David Kilson

No. 43
- Position: Defensive back

Personal information
- Born: August 11, 1960 (age 65) San Francisco, California, U.S.
- Listed height: 6 ft 1 in (1.85 m)
- Listed weight: 200 lb (91 kg)

Career information
- High school: Grant Union (Sacramento, California)
- College: Sacramento CC (1979–1980) Nevada (1981–1982)
- NFL draft: 1983: undrafted

Career history
- Buffalo Bills (1983);

Career NFL statistics
- Fumble recoveries: 3
- Touchdowns: 1
- Stats at Pro Football Reference

= David Kilson =

American football player (born 1960)

David Wayne Kilson (born August 11, 1960) is an American former professional football player who was a defensive back for the Buffalo Bills of the National Football League (NFL).
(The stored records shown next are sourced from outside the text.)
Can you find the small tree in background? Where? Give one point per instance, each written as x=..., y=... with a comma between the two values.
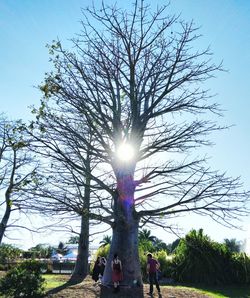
x=24, y=280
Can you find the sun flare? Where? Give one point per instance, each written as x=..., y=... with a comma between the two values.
x=125, y=152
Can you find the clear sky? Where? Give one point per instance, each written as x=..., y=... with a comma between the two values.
x=26, y=26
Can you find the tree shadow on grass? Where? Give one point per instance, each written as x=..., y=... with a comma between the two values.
x=125, y=292
x=76, y=285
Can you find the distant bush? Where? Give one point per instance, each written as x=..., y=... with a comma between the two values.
x=24, y=280
x=199, y=260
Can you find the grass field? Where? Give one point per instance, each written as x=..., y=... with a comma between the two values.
x=54, y=281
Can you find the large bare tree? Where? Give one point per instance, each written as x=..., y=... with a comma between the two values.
x=67, y=190
x=135, y=79
x=18, y=171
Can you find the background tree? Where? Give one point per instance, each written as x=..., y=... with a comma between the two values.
x=106, y=240
x=18, y=173
x=73, y=240
x=9, y=253
x=138, y=83
x=43, y=251
x=62, y=248
x=232, y=244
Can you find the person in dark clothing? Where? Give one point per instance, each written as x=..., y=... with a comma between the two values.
x=152, y=267
x=117, y=275
x=97, y=269
x=103, y=264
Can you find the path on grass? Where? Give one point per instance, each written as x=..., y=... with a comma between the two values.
x=88, y=290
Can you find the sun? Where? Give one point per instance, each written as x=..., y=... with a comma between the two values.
x=125, y=152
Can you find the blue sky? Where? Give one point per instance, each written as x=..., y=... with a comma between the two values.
x=28, y=25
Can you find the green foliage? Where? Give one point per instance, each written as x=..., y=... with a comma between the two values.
x=240, y=268
x=74, y=240
x=39, y=251
x=24, y=280
x=106, y=240
x=102, y=251
x=8, y=253
x=232, y=245
x=200, y=260
x=62, y=249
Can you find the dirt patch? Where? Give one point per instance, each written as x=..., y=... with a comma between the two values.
x=87, y=289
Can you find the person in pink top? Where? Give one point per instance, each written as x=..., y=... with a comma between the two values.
x=152, y=267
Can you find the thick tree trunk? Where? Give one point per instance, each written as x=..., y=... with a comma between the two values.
x=125, y=234
x=81, y=269
x=6, y=216
x=125, y=244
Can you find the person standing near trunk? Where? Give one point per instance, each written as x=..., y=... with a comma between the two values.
x=117, y=276
x=152, y=267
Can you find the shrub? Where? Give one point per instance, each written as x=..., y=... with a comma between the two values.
x=200, y=260
x=24, y=280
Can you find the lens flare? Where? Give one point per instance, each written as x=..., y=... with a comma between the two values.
x=125, y=152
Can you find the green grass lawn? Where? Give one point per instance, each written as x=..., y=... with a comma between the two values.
x=224, y=292
x=56, y=280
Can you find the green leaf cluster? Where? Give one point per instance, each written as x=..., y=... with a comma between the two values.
x=24, y=280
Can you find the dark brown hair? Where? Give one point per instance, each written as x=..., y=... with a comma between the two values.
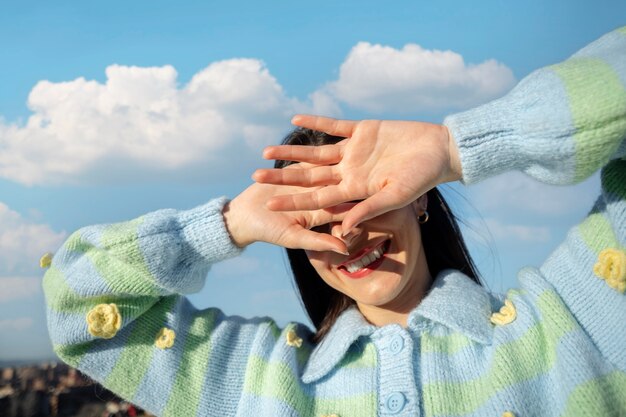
x=443, y=243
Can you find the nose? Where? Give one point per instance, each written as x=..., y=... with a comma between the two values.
x=350, y=238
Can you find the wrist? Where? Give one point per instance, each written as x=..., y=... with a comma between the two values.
x=456, y=170
x=233, y=223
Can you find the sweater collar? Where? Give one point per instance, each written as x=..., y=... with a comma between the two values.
x=454, y=301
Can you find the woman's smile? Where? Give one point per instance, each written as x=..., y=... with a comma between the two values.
x=365, y=261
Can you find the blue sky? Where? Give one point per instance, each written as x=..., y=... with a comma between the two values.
x=112, y=109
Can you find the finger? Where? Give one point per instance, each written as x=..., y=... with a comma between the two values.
x=311, y=177
x=324, y=154
x=335, y=127
x=314, y=200
x=310, y=240
x=331, y=214
x=383, y=201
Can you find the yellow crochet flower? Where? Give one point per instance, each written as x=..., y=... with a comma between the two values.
x=506, y=314
x=293, y=339
x=46, y=260
x=611, y=267
x=104, y=321
x=165, y=338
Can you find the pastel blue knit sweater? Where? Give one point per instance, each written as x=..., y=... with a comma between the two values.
x=554, y=347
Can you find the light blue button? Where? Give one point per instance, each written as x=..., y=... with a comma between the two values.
x=396, y=345
x=395, y=402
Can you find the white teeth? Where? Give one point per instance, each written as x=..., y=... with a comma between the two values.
x=365, y=260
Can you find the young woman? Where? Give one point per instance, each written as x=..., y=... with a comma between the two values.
x=410, y=339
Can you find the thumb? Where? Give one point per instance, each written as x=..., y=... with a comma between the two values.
x=310, y=240
x=383, y=201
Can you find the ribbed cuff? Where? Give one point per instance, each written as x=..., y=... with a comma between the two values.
x=487, y=140
x=205, y=231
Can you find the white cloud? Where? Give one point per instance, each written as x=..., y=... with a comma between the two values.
x=21, y=323
x=243, y=265
x=381, y=78
x=17, y=288
x=517, y=232
x=141, y=124
x=23, y=242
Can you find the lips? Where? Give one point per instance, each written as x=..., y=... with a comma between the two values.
x=366, y=261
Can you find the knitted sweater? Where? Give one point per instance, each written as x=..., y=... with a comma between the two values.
x=554, y=347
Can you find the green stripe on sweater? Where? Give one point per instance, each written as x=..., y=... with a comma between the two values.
x=598, y=106
x=260, y=371
x=614, y=178
x=120, y=262
x=138, y=350
x=529, y=356
x=72, y=354
x=597, y=233
x=187, y=391
x=600, y=397
x=60, y=296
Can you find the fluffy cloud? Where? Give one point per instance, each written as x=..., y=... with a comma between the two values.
x=17, y=288
x=140, y=124
x=18, y=324
x=22, y=242
x=379, y=78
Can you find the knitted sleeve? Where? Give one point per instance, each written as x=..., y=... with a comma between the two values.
x=116, y=312
x=561, y=124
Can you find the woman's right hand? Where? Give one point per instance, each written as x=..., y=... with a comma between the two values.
x=248, y=220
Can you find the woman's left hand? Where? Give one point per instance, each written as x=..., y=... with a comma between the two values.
x=387, y=164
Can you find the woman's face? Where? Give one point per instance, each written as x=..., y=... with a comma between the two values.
x=386, y=266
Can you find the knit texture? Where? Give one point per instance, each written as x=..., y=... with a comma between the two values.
x=554, y=347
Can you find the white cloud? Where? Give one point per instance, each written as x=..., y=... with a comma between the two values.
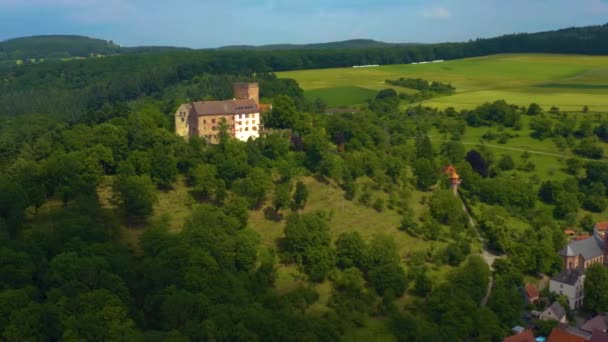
x=437, y=13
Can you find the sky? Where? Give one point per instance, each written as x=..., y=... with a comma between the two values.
x=205, y=23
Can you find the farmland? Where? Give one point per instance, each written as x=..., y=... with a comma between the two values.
x=566, y=81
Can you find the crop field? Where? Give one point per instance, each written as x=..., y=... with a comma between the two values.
x=566, y=81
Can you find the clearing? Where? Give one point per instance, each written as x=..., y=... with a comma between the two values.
x=566, y=81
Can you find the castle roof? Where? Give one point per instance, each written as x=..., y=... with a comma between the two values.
x=589, y=248
x=569, y=277
x=601, y=226
x=596, y=323
x=241, y=106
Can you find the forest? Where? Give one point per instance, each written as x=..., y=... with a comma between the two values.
x=67, y=128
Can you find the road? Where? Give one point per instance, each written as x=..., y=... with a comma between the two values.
x=521, y=150
x=486, y=254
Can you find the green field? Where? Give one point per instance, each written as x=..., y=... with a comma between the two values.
x=566, y=81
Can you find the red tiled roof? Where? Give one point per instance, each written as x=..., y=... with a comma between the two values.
x=532, y=291
x=601, y=225
x=559, y=335
x=524, y=336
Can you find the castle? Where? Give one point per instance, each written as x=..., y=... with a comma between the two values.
x=577, y=256
x=241, y=116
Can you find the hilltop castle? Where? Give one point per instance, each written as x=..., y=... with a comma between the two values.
x=241, y=114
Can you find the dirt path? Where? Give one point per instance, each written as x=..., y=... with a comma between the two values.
x=486, y=254
x=522, y=150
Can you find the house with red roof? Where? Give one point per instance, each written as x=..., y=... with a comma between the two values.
x=525, y=336
x=560, y=335
x=532, y=294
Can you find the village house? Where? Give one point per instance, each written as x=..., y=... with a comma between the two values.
x=577, y=256
x=240, y=115
x=560, y=334
x=524, y=336
x=570, y=283
x=555, y=312
x=532, y=294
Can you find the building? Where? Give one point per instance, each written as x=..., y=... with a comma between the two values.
x=570, y=283
x=241, y=116
x=559, y=334
x=599, y=336
x=455, y=180
x=532, y=294
x=524, y=336
x=584, y=252
x=597, y=323
x=577, y=256
x=555, y=312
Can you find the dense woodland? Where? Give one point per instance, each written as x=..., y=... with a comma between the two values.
x=66, y=275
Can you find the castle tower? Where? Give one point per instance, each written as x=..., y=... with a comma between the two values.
x=182, y=120
x=247, y=91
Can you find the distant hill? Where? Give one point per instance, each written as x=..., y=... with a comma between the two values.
x=35, y=49
x=346, y=44
x=55, y=47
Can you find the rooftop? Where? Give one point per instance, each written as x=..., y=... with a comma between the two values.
x=596, y=323
x=532, y=291
x=569, y=277
x=589, y=248
x=557, y=309
x=602, y=226
x=244, y=106
x=559, y=335
x=525, y=336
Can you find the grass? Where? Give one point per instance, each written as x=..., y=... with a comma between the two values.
x=567, y=81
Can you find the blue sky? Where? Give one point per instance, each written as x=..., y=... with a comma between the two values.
x=205, y=23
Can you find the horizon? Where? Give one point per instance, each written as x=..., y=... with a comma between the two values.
x=137, y=23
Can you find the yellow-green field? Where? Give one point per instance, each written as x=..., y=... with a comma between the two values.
x=566, y=81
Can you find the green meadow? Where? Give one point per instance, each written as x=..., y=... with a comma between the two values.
x=566, y=81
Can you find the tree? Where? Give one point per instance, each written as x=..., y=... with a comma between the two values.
x=281, y=196
x=13, y=201
x=478, y=163
x=163, y=166
x=283, y=114
x=534, y=109
x=134, y=195
x=300, y=196
x=596, y=289
x=426, y=173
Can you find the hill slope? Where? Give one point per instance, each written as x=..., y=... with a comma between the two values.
x=569, y=82
x=55, y=46
x=346, y=44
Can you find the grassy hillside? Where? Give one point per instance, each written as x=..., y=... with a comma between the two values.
x=567, y=81
x=54, y=47
x=346, y=44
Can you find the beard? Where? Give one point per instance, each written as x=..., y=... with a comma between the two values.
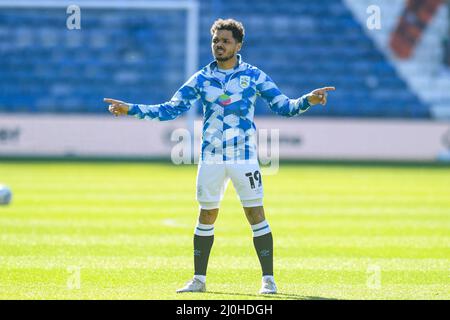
x=224, y=58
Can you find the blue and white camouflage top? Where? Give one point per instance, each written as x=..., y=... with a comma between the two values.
x=228, y=99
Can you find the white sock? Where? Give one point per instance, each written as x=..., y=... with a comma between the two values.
x=268, y=278
x=200, y=277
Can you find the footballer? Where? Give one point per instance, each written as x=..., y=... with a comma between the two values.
x=227, y=88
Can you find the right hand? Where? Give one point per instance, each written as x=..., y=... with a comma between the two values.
x=117, y=107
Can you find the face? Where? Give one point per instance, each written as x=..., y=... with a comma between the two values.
x=224, y=46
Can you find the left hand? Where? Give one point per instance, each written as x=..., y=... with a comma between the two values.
x=319, y=95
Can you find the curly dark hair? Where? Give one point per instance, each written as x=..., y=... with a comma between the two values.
x=232, y=25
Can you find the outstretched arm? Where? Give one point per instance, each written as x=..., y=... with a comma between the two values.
x=180, y=103
x=281, y=104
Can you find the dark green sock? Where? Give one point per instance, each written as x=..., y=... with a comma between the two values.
x=264, y=249
x=202, y=248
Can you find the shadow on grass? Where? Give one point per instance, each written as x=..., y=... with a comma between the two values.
x=281, y=296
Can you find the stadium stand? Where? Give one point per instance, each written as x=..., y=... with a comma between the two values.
x=139, y=56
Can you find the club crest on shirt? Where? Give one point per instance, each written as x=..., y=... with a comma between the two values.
x=244, y=81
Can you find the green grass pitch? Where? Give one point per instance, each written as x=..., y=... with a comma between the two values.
x=124, y=231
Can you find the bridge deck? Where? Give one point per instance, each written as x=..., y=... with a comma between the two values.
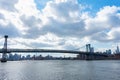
x=48, y=51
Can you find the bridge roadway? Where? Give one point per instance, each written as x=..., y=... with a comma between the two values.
x=49, y=51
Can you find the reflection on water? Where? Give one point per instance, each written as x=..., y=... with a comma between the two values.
x=60, y=70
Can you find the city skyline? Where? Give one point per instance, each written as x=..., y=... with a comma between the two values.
x=60, y=24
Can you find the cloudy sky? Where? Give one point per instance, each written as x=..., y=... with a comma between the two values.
x=60, y=24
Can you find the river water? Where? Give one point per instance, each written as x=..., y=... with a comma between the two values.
x=60, y=70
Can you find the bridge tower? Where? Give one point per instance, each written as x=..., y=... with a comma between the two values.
x=4, y=54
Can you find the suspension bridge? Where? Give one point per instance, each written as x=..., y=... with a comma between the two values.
x=89, y=54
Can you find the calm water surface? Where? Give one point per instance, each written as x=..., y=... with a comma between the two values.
x=60, y=70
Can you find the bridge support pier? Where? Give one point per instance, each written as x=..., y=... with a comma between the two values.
x=4, y=54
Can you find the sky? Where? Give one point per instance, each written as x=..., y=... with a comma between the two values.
x=60, y=24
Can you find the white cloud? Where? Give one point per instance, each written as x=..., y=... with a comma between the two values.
x=57, y=22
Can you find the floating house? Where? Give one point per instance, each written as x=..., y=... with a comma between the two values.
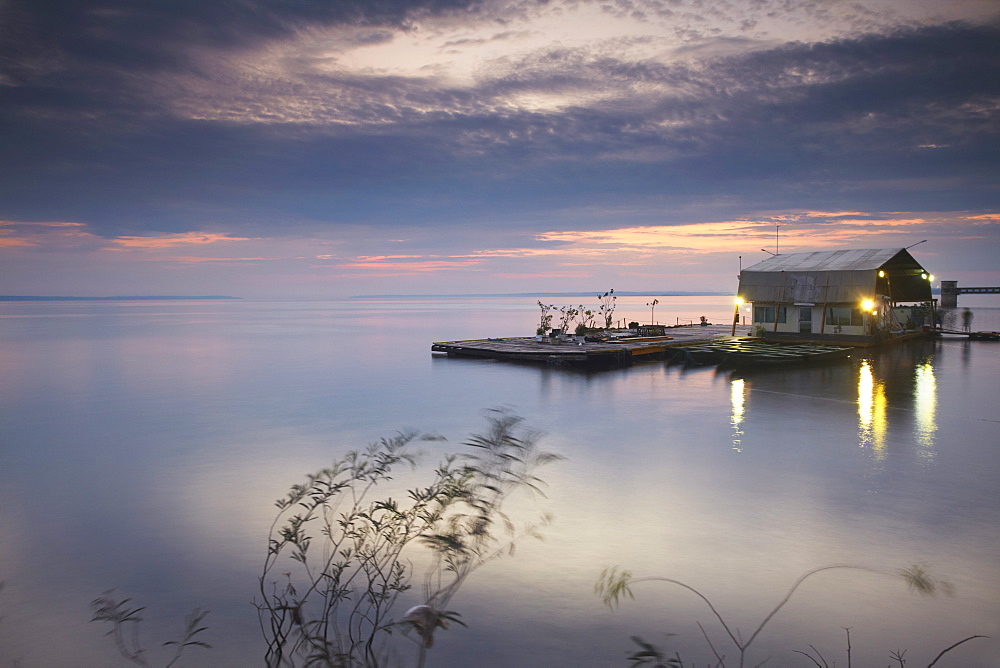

He played college football for the Sacramento City Panthers and Nevada Wolf Pack.

==Early life==
David Wayne Kilson was born on August 11, 1960, in San Francisco, California. He attended Grant Union High School in Sacramento, California.

==College career==
Kilson first played college football at Sacramento City College from 1979 to 1980. He was then a two-year letterman for the Nevada Wolf Pack of the University of Nevada, Reno from 1981 to 1982. In 2003, he was inducted into the Sacramento City College Hall of Fame.

==Professional career==
After going undrafted in the 1983 NFL draft, Kilson signed with the Buffalo Bills on May 12. He played in all 16 games, starting two, for the Bills during the 1983 season, recovering three fumbles for 88 yards and one touchdown. His 87-yard fumble recovery that was returned for a touchdown on September 25, 1983, is the longest fumble return in Bills history. Kilson's 88 fumble recovery yards are also the most in one season in team history. He was released by the Bills on August 20, 1984.